Mais la réalité va plus loin que le rêve. Ce qui se fomente actuellement dans les coulisses, ce sont les PAL (Personnel assistants for learning), expérimentés au centre pour l’innovation dans l’apprentissage de l’université Carnégie-Mellon à Pittsburg (Pensylvanie).  » Ces agents virtuels analysent de plus en plus finement la réaction des élèves, scrutant le moindre signe d’incompréhension ou d’ennui.

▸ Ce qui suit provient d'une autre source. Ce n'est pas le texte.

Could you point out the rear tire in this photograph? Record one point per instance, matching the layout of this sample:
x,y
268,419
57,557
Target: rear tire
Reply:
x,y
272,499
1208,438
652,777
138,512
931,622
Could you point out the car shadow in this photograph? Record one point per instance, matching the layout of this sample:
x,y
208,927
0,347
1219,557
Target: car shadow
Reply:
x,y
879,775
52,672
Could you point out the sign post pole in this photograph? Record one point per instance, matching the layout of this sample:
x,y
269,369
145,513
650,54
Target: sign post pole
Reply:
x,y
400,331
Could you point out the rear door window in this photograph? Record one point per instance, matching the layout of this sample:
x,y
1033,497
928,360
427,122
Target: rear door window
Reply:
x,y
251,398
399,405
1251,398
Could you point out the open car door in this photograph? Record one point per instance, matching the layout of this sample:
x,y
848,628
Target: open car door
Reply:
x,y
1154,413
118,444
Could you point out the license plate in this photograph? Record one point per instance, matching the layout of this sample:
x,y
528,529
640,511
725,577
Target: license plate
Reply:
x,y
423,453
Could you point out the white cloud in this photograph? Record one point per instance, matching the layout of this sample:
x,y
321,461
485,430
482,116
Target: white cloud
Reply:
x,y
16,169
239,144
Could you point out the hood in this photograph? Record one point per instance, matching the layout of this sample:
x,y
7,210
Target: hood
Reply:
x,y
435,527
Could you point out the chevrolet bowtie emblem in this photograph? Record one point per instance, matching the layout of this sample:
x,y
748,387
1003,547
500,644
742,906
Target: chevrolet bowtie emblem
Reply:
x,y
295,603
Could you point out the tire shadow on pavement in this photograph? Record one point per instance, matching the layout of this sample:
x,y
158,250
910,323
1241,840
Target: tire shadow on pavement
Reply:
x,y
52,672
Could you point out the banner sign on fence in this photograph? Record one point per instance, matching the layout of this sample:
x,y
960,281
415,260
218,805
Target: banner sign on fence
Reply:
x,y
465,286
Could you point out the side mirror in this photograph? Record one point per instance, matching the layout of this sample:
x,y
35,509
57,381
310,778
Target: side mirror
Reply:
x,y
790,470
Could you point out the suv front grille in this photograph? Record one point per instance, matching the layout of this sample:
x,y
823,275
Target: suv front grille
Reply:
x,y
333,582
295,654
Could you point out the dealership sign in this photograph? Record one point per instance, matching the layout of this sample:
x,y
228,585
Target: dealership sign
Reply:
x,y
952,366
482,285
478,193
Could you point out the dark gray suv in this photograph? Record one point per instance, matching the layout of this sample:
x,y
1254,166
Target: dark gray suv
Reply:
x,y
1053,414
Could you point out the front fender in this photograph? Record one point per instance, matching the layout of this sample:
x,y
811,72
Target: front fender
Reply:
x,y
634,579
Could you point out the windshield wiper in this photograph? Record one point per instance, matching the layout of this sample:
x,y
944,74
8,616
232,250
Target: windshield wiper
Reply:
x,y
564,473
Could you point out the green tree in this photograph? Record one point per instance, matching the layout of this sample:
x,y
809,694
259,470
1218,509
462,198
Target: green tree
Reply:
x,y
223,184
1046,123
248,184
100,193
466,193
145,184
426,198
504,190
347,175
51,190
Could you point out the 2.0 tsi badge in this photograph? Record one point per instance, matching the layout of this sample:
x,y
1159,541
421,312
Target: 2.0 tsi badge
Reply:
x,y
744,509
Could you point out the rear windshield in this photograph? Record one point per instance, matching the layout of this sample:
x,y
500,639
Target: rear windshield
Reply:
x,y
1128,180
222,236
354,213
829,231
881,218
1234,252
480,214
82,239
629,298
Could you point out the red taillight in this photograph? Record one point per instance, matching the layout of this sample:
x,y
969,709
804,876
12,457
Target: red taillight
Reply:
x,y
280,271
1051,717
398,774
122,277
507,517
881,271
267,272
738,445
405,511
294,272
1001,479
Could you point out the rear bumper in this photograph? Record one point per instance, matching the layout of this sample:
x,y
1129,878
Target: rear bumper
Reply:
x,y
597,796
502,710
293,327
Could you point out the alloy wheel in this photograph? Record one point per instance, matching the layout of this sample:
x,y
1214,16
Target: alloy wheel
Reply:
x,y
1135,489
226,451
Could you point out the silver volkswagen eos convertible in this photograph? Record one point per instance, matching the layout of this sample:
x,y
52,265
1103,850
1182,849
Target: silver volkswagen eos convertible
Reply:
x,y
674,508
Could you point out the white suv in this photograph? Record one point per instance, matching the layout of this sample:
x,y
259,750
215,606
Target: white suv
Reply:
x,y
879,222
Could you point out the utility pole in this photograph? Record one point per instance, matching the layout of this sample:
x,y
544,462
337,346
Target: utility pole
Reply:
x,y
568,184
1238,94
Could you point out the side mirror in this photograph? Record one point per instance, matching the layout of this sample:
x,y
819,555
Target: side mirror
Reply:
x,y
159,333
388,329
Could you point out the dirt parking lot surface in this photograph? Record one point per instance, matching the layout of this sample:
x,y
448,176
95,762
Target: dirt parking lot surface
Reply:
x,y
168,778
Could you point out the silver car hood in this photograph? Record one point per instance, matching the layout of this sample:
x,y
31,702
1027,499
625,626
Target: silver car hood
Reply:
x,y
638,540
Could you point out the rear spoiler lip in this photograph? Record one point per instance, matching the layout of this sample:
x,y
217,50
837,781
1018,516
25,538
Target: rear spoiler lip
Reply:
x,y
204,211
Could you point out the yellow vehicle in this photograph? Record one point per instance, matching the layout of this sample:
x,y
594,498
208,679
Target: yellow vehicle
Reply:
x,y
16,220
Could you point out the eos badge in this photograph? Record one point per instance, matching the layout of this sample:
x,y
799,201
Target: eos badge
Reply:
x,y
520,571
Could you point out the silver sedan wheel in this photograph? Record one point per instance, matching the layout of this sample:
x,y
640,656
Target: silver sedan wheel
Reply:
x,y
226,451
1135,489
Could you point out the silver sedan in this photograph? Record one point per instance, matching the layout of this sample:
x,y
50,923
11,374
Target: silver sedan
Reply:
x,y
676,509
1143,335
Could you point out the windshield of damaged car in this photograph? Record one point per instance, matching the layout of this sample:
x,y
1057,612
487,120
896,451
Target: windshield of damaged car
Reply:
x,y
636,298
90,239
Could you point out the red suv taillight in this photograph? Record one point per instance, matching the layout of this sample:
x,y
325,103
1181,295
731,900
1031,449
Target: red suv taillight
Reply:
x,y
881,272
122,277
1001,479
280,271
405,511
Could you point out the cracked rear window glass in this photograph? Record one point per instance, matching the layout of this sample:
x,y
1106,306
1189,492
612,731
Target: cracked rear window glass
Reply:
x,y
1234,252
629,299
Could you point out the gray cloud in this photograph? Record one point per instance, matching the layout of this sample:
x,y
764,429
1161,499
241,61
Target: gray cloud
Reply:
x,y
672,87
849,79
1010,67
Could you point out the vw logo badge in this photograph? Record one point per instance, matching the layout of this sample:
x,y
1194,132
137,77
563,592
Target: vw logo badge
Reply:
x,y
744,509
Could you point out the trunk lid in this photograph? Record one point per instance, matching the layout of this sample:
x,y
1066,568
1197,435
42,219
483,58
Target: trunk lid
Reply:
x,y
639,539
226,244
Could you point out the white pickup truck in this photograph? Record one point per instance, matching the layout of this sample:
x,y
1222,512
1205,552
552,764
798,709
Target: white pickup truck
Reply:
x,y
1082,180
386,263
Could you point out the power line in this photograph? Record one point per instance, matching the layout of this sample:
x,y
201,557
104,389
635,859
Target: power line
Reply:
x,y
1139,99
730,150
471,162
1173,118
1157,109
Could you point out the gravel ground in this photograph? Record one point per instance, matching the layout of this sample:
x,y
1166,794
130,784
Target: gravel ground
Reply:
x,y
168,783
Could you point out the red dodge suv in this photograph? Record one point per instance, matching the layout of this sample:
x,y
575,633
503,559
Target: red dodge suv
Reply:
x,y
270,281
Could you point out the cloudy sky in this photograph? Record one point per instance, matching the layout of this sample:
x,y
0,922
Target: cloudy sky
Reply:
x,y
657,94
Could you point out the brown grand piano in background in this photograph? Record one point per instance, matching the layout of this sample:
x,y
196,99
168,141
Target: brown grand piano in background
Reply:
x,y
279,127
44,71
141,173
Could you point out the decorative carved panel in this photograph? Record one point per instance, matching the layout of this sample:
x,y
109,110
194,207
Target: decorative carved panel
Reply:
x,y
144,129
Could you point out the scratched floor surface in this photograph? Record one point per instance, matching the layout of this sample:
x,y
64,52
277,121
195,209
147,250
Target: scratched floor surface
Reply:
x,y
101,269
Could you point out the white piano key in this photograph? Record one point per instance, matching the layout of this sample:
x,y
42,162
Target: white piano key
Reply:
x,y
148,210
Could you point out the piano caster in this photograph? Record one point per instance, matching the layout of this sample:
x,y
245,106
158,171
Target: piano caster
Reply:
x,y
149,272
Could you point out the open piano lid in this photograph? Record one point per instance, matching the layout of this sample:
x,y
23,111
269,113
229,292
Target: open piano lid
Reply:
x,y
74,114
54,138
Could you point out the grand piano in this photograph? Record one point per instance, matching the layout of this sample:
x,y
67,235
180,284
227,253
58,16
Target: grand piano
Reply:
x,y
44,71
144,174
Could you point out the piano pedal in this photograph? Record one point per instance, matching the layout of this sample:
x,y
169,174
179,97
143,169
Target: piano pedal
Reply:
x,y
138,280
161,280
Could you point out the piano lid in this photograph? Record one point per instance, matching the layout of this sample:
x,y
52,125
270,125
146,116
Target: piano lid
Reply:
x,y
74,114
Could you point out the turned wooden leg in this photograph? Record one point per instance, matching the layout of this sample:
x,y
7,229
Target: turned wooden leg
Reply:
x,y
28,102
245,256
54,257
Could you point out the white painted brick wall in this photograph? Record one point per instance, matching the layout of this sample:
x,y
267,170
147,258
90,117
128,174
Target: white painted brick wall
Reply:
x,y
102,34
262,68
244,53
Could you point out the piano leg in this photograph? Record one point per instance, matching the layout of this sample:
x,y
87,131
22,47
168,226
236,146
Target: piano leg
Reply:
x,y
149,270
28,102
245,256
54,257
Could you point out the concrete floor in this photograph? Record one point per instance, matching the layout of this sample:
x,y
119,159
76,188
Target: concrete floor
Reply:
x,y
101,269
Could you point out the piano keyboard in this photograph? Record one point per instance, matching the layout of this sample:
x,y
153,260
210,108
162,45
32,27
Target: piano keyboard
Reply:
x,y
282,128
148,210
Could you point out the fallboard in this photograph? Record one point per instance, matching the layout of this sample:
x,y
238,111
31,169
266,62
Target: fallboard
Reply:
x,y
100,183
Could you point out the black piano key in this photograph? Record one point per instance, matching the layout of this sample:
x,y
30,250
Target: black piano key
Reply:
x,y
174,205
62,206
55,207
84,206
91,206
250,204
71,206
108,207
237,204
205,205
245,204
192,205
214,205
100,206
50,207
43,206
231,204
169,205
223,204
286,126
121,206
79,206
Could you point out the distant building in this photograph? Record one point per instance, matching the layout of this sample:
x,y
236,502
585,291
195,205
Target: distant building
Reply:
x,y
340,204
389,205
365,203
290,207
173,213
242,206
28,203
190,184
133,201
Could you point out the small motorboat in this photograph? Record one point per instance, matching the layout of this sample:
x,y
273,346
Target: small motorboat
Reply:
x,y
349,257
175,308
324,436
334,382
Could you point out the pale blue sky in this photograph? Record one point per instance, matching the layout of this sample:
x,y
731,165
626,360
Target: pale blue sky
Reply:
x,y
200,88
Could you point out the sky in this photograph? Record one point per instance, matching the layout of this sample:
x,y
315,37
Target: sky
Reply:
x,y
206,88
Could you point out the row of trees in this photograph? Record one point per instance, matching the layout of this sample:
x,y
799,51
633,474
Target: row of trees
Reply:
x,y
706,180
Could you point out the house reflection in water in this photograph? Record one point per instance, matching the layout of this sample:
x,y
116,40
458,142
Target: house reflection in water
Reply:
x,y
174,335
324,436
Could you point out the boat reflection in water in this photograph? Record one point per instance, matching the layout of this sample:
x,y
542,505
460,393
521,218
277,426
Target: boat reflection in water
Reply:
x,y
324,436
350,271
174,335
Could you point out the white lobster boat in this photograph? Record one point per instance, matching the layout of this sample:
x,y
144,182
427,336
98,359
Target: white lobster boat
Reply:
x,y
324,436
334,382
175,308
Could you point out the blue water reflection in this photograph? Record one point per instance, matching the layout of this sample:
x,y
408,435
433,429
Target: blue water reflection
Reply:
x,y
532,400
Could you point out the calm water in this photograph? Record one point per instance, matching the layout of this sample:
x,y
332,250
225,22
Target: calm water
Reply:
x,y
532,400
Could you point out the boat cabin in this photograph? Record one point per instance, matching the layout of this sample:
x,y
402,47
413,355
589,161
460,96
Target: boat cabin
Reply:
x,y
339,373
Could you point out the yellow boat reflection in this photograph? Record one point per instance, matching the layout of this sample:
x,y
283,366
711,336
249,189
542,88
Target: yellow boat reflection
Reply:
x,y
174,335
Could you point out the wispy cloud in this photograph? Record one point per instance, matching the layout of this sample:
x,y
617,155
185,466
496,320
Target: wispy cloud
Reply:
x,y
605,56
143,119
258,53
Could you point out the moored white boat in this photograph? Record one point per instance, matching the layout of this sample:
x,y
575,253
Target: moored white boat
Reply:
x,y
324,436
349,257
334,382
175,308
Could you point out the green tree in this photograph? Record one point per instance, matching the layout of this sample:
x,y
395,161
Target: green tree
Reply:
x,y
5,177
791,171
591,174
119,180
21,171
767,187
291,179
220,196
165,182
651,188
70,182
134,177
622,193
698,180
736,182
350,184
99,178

Insensibles à la fatigue et à la lassitude, ils varient leurs techniques d’enseignement jusqu’à identifier, pour chaque élève, celle qui donne les meilleurs résultats.  » (Le Monde, 29 septembre 1999)

La technologie va-t-elle nous faire oublier les démarches de socialisation qui doivent accompagner la construction des savoirs ? Les enseignants novateurs seront ceux qui, ni terrorisés par l’apparition de nouveaux outils, ni fascinés par les techniques, sauront inventer avec leurs élèves des situations de réappropriation. Comme par exemple dans L’ACTE I, en laissant les élèves décider du moment où ils souhaitent le contrôle de leur écran, en leur faisant expérimenter la place du maître, etc.

Et puis poser les casques, éteindre les écrans, et s’exprimer en live sur ce que l’on vient de voir, entendre, vivre et ressentir.